Die Zeche Bochum war an diesem Sonntagabend gut gefüllt, als Jaya The Cat ihr Konzert im Rahmen ihrer aktuellen Tour spielte. Schon beim Betreten des Saals war klar: Das wird kein gewöhnlicher Abend. Eine entspannte, fast familiäre Atmosphäre lag in der Luft – einige Familien mit Kindern waren gekommen, um gemeinsam zu tanzen, zu lachen und sich von der Energie der Band mitreißen zu lassen.

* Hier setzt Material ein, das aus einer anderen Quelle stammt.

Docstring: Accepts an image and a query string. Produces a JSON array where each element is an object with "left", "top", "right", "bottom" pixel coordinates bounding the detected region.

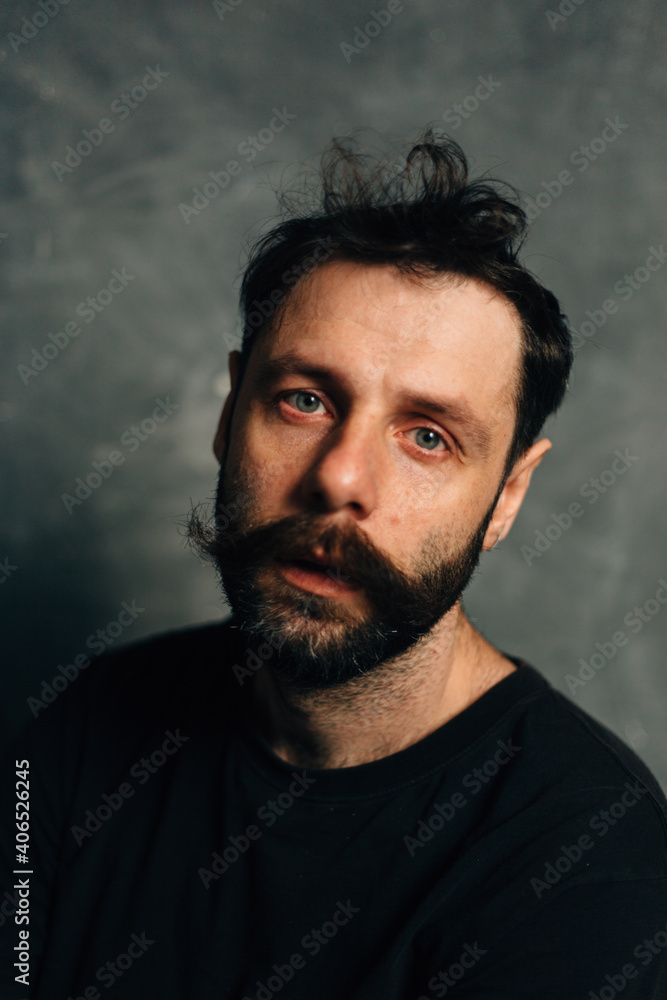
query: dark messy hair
[{"left": 236, "top": 128, "right": 572, "bottom": 475}]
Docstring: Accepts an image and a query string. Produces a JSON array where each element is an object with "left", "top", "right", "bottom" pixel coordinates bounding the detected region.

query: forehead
[{"left": 250, "top": 260, "right": 522, "bottom": 448}]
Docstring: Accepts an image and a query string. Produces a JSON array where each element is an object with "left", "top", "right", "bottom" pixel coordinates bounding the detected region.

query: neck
[{"left": 249, "top": 607, "right": 515, "bottom": 769}]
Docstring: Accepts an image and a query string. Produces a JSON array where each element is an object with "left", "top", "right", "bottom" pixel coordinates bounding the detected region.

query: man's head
[{"left": 187, "top": 131, "right": 572, "bottom": 691}]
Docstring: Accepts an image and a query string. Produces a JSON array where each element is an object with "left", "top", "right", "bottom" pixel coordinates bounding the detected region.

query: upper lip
[
  {"left": 278, "top": 549, "right": 357, "bottom": 585},
  {"left": 283, "top": 549, "right": 353, "bottom": 575}
]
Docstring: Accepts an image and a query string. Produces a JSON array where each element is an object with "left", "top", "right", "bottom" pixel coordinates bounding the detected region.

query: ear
[
  {"left": 213, "top": 351, "right": 242, "bottom": 463},
  {"left": 481, "top": 438, "right": 552, "bottom": 551}
]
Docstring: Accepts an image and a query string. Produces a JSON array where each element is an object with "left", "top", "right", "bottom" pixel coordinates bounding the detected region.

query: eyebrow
[
  {"left": 252, "top": 354, "right": 337, "bottom": 394},
  {"left": 398, "top": 392, "right": 492, "bottom": 455},
  {"left": 251, "top": 352, "right": 493, "bottom": 455}
]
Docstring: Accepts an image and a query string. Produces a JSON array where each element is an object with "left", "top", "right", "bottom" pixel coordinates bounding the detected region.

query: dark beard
[{"left": 185, "top": 467, "right": 500, "bottom": 692}]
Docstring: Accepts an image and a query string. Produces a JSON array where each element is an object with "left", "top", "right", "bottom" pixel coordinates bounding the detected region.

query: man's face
[{"left": 202, "top": 262, "right": 523, "bottom": 690}]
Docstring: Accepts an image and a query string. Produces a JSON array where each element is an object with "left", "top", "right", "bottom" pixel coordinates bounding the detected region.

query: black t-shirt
[{"left": 1, "top": 618, "right": 667, "bottom": 999}]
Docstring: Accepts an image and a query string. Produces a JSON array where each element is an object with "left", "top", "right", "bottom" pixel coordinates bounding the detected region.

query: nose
[{"left": 298, "top": 416, "right": 379, "bottom": 518}]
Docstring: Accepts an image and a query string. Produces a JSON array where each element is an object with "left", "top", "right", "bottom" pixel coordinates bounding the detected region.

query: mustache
[
  {"left": 185, "top": 501, "right": 411, "bottom": 602},
  {"left": 184, "top": 487, "right": 490, "bottom": 638}
]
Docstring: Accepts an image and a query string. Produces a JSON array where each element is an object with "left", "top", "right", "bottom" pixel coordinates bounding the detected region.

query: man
[{"left": 2, "top": 131, "right": 666, "bottom": 999}]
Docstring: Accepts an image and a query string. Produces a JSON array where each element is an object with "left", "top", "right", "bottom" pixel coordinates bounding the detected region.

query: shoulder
[
  {"left": 78, "top": 615, "right": 243, "bottom": 703},
  {"left": 419, "top": 659, "right": 667, "bottom": 977},
  {"left": 2, "top": 618, "right": 249, "bottom": 833},
  {"left": 514, "top": 668, "right": 665, "bottom": 801},
  {"left": 496, "top": 661, "right": 667, "bottom": 881},
  {"left": 11, "top": 617, "right": 247, "bottom": 771}
]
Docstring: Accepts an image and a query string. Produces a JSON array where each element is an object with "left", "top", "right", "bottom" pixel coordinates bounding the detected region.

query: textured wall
[{"left": 1, "top": 0, "right": 666, "bottom": 787}]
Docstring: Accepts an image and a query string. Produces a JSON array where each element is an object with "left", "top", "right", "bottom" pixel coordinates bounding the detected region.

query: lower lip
[{"left": 276, "top": 559, "right": 361, "bottom": 597}]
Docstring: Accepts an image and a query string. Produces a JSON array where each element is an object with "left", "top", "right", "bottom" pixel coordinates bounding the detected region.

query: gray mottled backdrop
[{"left": 1, "top": 0, "right": 666, "bottom": 786}]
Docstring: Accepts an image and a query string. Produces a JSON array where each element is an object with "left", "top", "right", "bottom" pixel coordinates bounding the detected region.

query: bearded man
[{"left": 2, "top": 131, "right": 666, "bottom": 1000}]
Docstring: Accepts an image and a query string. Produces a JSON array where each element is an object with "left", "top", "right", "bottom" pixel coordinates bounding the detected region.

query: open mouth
[{"left": 275, "top": 557, "right": 360, "bottom": 596}]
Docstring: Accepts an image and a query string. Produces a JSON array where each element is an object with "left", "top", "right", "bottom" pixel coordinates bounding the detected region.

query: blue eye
[
  {"left": 285, "top": 391, "right": 325, "bottom": 414},
  {"left": 410, "top": 428, "right": 446, "bottom": 451}
]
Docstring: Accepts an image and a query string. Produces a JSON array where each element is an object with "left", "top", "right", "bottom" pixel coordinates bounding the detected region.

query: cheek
[
  {"left": 236, "top": 447, "right": 280, "bottom": 499},
  {"left": 381, "top": 434, "right": 458, "bottom": 511},
  {"left": 389, "top": 451, "right": 477, "bottom": 528},
  {"left": 229, "top": 420, "right": 305, "bottom": 511},
  {"left": 385, "top": 477, "right": 495, "bottom": 567}
]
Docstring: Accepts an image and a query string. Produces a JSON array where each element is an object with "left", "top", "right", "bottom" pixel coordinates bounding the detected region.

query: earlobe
[
  {"left": 213, "top": 350, "right": 242, "bottom": 463},
  {"left": 481, "top": 438, "right": 552, "bottom": 550}
]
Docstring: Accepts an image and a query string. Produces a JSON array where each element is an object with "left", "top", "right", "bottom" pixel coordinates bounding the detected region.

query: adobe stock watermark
[
  {"left": 622, "top": 919, "right": 667, "bottom": 993},
  {"left": 0, "top": 883, "right": 22, "bottom": 930},
  {"left": 61, "top": 397, "right": 179, "bottom": 514},
  {"left": 26, "top": 600, "right": 145, "bottom": 717},
  {"left": 524, "top": 116, "right": 628, "bottom": 221},
  {"left": 213, "top": 0, "right": 243, "bottom": 20},
  {"left": 340, "top": 1, "right": 404, "bottom": 63},
  {"left": 565, "top": 578, "right": 667, "bottom": 696},
  {"left": 521, "top": 448, "right": 639, "bottom": 566},
  {"left": 441, "top": 75, "right": 501, "bottom": 129},
  {"left": 17, "top": 266, "right": 136, "bottom": 385},
  {"left": 61, "top": 931, "right": 155, "bottom": 997},
  {"left": 241, "top": 900, "right": 360, "bottom": 1000},
  {"left": 198, "top": 770, "right": 316, "bottom": 887},
  {"left": 404, "top": 738, "right": 521, "bottom": 857},
  {"left": 233, "top": 632, "right": 282, "bottom": 685},
  {"left": 0, "top": 557, "right": 18, "bottom": 585},
  {"left": 51, "top": 66, "right": 169, "bottom": 181},
  {"left": 588, "top": 919, "right": 667, "bottom": 1000},
  {"left": 572, "top": 245, "right": 667, "bottom": 352},
  {"left": 530, "top": 779, "right": 648, "bottom": 899},
  {"left": 70, "top": 730, "right": 188, "bottom": 846},
  {"left": 416, "top": 942, "right": 487, "bottom": 1000},
  {"left": 546, "top": 0, "right": 587, "bottom": 30},
  {"left": 222, "top": 236, "right": 340, "bottom": 354},
  {"left": 6, "top": 0, "right": 71, "bottom": 56},
  {"left": 178, "top": 106, "right": 297, "bottom": 224}
]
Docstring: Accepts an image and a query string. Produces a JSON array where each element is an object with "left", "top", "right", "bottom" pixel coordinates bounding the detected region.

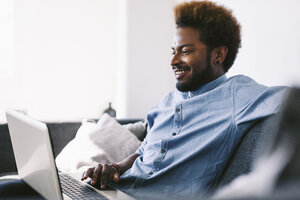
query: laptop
[{"left": 5, "top": 108, "right": 134, "bottom": 200}]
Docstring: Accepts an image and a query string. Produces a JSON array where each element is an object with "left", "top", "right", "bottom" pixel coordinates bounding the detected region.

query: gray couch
[{"left": 0, "top": 116, "right": 275, "bottom": 193}]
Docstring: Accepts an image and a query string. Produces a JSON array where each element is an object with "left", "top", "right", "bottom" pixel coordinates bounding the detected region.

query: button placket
[
  {"left": 153, "top": 139, "right": 168, "bottom": 171},
  {"left": 174, "top": 103, "right": 183, "bottom": 131}
]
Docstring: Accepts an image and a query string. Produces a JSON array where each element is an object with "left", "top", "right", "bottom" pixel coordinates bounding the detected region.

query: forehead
[{"left": 172, "top": 27, "right": 202, "bottom": 48}]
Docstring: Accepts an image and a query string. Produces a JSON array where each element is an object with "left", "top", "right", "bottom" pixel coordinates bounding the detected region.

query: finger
[
  {"left": 87, "top": 167, "right": 96, "bottom": 178},
  {"left": 91, "top": 164, "right": 102, "bottom": 185},
  {"left": 101, "top": 164, "right": 109, "bottom": 188},
  {"left": 108, "top": 170, "right": 113, "bottom": 182},
  {"left": 113, "top": 173, "right": 120, "bottom": 183},
  {"left": 81, "top": 167, "right": 95, "bottom": 180}
]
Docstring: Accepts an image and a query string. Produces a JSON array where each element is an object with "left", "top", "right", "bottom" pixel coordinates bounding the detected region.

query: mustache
[{"left": 172, "top": 65, "right": 191, "bottom": 71}]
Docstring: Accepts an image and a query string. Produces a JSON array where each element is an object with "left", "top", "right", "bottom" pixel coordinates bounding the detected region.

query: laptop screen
[{"left": 6, "top": 109, "right": 63, "bottom": 200}]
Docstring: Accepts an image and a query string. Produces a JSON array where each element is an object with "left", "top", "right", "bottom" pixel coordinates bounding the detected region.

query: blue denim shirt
[{"left": 111, "top": 74, "right": 286, "bottom": 199}]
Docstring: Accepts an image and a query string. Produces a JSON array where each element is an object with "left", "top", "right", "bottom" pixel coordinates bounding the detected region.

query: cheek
[
  {"left": 183, "top": 56, "right": 199, "bottom": 66},
  {"left": 189, "top": 58, "right": 207, "bottom": 71}
]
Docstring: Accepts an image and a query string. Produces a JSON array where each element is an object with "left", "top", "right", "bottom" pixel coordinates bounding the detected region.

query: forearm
[{"left": 117, "top": 153, "right": 139, "bottom": 175}]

Gegen 21:15 Uhr betraten dann Geoff Lagadec und seine Bandkollegen die Bühne – und das Publikum war sofort da. Vom ersten Ton an wurde getanzt, mitgesungen und gefeiert. Jaya The Cat nennen ihren Sound augenzwinkernd „drunk reggae“ – eine explosive Mischung aus Reggae, Punk und Ska, gewürzt mit einer Prise Humor und einer großen Portion Herzblut. Geoff scherzte, er müsse seine Stimme „mit einem Tropfen Wein“ ölen – sympathischer kann man kaum in den Abend starten.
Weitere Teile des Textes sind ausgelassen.